The result of traversal, sampling is generally a `Nodes`/`Edges` object, which can be queried using the interface above.
In non-aligned sampling, the result is sparse. For example, in full-neighbor sampling (i.e., neighbor sampling with the "full" strategy), the neighbors are not aligned because the number of neighbors per vertex is not fxied-size.
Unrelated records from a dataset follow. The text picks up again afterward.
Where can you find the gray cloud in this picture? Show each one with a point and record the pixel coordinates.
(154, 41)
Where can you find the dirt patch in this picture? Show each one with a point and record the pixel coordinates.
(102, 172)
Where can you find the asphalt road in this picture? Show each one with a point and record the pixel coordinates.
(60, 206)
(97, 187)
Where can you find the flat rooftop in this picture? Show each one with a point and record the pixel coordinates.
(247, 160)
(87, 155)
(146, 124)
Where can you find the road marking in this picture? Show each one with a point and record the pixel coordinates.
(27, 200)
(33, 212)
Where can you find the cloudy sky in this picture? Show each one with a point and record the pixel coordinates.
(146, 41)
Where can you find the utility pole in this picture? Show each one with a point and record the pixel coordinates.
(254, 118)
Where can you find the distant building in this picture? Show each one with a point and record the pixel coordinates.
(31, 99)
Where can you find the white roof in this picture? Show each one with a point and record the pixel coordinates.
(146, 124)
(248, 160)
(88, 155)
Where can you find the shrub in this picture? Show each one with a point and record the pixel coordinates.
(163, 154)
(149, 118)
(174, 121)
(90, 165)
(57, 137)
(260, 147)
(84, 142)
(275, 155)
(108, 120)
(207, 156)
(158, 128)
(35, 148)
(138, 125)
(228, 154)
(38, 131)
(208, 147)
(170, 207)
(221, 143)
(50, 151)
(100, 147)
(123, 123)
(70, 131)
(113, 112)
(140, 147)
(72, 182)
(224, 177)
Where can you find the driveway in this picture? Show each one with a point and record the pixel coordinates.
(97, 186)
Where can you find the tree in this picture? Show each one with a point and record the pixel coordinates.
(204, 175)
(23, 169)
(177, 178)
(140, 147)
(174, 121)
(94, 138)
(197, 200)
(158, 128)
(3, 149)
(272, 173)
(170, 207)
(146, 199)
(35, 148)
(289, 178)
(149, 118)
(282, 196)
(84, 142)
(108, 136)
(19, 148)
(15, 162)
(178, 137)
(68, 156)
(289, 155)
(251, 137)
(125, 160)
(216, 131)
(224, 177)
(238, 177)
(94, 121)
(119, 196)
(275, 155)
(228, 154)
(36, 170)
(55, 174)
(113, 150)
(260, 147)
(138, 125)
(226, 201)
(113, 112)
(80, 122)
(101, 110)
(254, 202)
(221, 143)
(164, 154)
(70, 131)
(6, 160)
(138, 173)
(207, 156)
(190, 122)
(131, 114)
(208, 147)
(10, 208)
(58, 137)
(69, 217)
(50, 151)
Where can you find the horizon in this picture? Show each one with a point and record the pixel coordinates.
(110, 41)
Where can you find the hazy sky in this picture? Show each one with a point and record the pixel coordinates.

In the following, we use the "full" strategy as an example.
In the following, we illustrate the usage of the interface for sparse objects, using the edge property query with full neighbor sampling as an example.

Table 4: buy edge data

user item weight
1 3 0.2
1 0 0.1
1 2 0.0
2 1 0.1
4 1 0.5
4 2 0.3
s = g.neighbor_sampler("buy", expand_factor=0, strategy="full")
l = s.get(ids) # input ids: shape=(4)

# res['a'] # Nodes of [1, 2, 3, 4]
# res['b'] # SparseEdges

nodes = l.layer_nodes(1)
edges = l.layer_edges(1)

nodes.ids 
# array([3, 0, 2, 1, 1, 2])

edges.src_ids 
# array([1, 1, 1, 2, 4, 4])
edges.dst_ids
# array([3, 0, 2, 1, 1, 2])

nodes.offsets 
# [3, 1, 0, 2] 
# i.e. user1 has 3 neighbors, user2 has 1 neighbor, user3 has 0 neighbors, and user4 has 2 neighbors
edges.offsets 
# [3, 1, 0, 2]

nodes.dense_shape
# [4, 3]
# i.e. [number of seed vertices, maximum number of neighbors in seed vertices]
edges.dense_shape
# [4, 3]

nodes.indices
# [[0, 1], [0, 2], [0, 3], [1, 0], [3, 1], [3, 2]]
# The corresponding subscripts of src_ids in dense Nodes (same as dst_ids in dense Nodes)
# Corresponding dst dense Nodes.
# [[ 3, 0, 2],
# [ 1, -1, -1],
# [ -1, -1, -1 ],
# [ [1, 2, -1]]
edges.indices
# [[0, 1], [0, 2], [0, 3], [1, 0], [3, 1], [3, 2]]

edges.weights
# [0.2, 0.1, 0.0, 0.1, 0.5, 0.3]

# Iterate over all neighboring edges of each input vertex ids.
iterate = 0
for e in edges:
    print("Iterate {}:".format(iterate), e.dst_ids, e.weights)
    iterate += 1
# Iterate 0: [3, 0, 2], [0.2, 0.1, 0.0]
# Iterate 1: [1], [0.1],
# Iterate 2: [], []
# Iterate 3: [1, 2], [0.5, 0.3]

# Iterate over all neighboring vertices of each input vertex ids.
iterate = 0
for n in nodes:
    print("Iterate {}:".format(iterate), n.ids)
    iterate += 1
# Iterate 0: [3, 0, 2]
# Iterate 1: [1]
# Iterate 2: []
# Iterate 3: [1, 2]

Default value setting

For points and edges that do not exist in the graph, the query will return the default value:
label, with a default value of -1
int_attrs, default value is 0
float_attrs, default value is 0.0
string_attrs, the default value is ‘’
The default values of the int, float, and string attributes can be set via global system parameters.